Aims/hypothesis: Transplantation of insulin-producing beta cells from donors can cure diabetes, but they are available in insufficient quantities. In this study, we investigated the possibility of generating insulin-producing cells from adult rat exocrine cells cultured in the presence of growth factors.
Methods: Rat exocrine pancreatic cells were isolated and treated in vitro with epidermal growth factor (EGF) and leukaemia inhibitory factor (LIF). Analysis was performed by immunocytochemistry, DNA measurement and radioimmunoassay. Cells were transplanted to alloxan-treated (70 mg/kg) nude mice and glycaemia was monitored for 21 days. Nephrectomy was performed on day 15.

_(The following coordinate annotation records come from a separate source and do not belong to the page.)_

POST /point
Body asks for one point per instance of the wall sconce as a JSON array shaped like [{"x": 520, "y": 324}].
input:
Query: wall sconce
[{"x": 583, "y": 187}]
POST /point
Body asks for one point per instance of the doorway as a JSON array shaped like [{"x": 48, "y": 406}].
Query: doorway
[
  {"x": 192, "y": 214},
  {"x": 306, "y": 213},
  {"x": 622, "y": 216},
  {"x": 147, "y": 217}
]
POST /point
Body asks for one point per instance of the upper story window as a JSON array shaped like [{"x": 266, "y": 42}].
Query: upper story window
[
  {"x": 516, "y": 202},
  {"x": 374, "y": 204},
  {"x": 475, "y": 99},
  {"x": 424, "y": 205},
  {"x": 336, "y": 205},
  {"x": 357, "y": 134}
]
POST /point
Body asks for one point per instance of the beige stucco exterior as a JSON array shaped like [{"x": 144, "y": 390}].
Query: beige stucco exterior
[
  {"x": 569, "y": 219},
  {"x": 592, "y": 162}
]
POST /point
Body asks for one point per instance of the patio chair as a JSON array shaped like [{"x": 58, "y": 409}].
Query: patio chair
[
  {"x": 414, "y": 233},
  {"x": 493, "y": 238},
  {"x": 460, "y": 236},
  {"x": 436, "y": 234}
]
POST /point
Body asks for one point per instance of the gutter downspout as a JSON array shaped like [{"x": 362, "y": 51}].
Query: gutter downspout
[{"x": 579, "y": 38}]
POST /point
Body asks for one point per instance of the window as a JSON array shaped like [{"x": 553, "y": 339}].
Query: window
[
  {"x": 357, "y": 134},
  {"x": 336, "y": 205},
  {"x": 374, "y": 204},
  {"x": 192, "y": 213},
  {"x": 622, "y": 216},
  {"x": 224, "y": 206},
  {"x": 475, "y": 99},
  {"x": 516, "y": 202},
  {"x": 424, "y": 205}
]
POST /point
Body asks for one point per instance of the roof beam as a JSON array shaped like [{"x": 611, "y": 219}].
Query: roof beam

Results: In a 3-day culture period, addition of LIF plus EGF to the medium resulted in an 11-fold increase of the beta cell mass. This could not be attributed to the very low mitotic activity of contaminating beta cells. Furthermore, when contaminating beta cells were initially destroyed with alloxan, this effect was even more pronounced. The newly formed cells secreted insulin in response to glucose and were immunoreactive for C-peptide-I, Pdx-1 and GLUT-2, which are characteristics of mature beta cells. Electron microscopy showed that they also contained insulin-immunoreactive secretory granules. Some insulin-positive cells were immunoreactive for amylase and cytokeratin-20, or were binucleated, which are characteristics of exocrine cells. The cells were able to restore normoglycaemia when transplanted to alloxan-diabetic mice, and hyperglycaemia recurred upon removal of the graft.
Conclusions/interpretation: Our study shows that functional beta cells can be generated from exocrine tissue by transdifferentiation and thereby may offer a new perspective for beta cell therapy.